Around 1969, Colin Roberts (a carpenter from the UK) made a sphericon out of wood while attempting to carve a Möbius strip without a hole.

In 1979, David Hirsch invented a device for generating a meander motion. The device consisted of two perpendicular half discs joined at their axes of symmetry. While examining various configurations of this device, he discovered that the form created by joining the two half discs, exactly at their diameter centers, is actually a skeletal structure of a solid made of two half bicones, joined at their square cross-sections with an offset angle of 90 degrees, and that the two objects have exactly the same meander motion. Hirsch filed a patent in Israel in 1980, and a year later, a pull toy named Wiggler Duck, based on Hirsch's device, was introduced by Playskool Company.
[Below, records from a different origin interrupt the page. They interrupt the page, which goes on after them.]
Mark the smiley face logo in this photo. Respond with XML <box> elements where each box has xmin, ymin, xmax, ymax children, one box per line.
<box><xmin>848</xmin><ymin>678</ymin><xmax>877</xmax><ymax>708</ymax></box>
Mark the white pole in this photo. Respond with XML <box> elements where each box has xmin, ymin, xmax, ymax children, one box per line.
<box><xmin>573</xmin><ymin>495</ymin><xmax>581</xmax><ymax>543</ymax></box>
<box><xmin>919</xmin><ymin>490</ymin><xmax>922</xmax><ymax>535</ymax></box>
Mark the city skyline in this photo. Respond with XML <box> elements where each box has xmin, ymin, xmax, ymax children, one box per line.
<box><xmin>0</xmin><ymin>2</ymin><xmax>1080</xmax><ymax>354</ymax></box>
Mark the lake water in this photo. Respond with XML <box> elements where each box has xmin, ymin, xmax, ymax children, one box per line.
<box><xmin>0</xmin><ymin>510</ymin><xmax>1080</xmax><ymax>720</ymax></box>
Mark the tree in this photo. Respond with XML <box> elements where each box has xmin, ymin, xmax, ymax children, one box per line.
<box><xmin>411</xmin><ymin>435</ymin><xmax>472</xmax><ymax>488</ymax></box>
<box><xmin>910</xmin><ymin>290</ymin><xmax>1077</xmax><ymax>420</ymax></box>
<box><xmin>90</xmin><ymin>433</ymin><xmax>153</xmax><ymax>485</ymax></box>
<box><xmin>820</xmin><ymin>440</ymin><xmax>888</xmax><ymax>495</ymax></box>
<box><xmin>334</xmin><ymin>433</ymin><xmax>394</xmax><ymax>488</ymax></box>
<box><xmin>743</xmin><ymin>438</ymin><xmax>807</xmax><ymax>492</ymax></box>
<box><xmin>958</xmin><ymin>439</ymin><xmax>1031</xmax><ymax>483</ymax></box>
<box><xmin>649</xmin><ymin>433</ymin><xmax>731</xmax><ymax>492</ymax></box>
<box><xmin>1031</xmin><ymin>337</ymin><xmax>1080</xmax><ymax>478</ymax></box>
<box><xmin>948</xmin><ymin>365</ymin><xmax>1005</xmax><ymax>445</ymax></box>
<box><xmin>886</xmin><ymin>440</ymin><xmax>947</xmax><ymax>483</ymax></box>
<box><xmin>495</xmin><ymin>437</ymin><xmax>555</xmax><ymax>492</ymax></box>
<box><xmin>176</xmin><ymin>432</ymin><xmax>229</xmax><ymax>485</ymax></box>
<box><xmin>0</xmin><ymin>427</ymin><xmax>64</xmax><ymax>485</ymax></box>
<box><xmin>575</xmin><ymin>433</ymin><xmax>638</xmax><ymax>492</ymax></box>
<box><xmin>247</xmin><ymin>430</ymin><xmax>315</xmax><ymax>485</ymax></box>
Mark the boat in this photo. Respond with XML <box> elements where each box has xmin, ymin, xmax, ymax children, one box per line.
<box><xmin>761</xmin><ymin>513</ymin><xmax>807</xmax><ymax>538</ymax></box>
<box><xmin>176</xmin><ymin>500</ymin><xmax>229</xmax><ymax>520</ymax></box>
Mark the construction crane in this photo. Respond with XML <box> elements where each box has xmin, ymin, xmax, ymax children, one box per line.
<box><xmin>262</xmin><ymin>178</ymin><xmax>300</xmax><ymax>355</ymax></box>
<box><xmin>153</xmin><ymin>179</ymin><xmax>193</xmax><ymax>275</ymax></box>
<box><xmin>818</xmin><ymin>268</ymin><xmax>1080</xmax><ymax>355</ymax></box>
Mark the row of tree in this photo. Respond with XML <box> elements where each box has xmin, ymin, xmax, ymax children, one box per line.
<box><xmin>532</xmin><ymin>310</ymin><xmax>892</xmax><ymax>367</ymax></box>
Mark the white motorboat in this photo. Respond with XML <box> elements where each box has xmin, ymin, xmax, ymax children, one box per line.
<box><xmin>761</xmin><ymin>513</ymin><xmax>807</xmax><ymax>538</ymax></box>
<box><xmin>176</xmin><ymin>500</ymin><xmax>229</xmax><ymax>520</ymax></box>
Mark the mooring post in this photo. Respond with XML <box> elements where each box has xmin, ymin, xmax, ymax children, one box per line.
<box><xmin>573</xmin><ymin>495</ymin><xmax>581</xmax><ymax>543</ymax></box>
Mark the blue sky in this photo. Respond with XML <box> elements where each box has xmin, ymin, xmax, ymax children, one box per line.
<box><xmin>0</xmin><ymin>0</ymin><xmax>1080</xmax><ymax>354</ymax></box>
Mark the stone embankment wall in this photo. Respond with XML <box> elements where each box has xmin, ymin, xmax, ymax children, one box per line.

In 1999, Colin Roberts sent Ian Stewart a package containing a letter and two sphericon models. In response, Stewart wrote an article "Cone with a Twist" in his Mathematical Recreations column of Scientific American. This sparked quite a bit of interest in the shape, and has been used by Tony Phillips to develop theories about mazes. Roberts' name for the shape, the sphericon, was taken by Hirsch as the name for his company, Sphericon Ltd.

Comparison of an oloid (left) and sphericon (right) — in [ the SVG image], move over the image to rotate the shapes

==In popular culture==
In 1979, modern dancer Alan Boeding designed his "Circle Walker" sculpture from two crosswise semicircles, a skeletal version of the sphericon. He began dancing with a scaled-up version of the sculpture in 1980 as part of an MFA program in sculpture at Indiana University, and after he joined the MOMIX dance company in 1984 the piece became incorporated into the company's performances. The company's later piece "Dream Catcher" is based around a similar Boeding sculpture whose linked teardrop shapes incorporate the skeleton and rolling motion of the oloid, a similar rolling shape formed from two perpendicular circles each passing through the center of the other.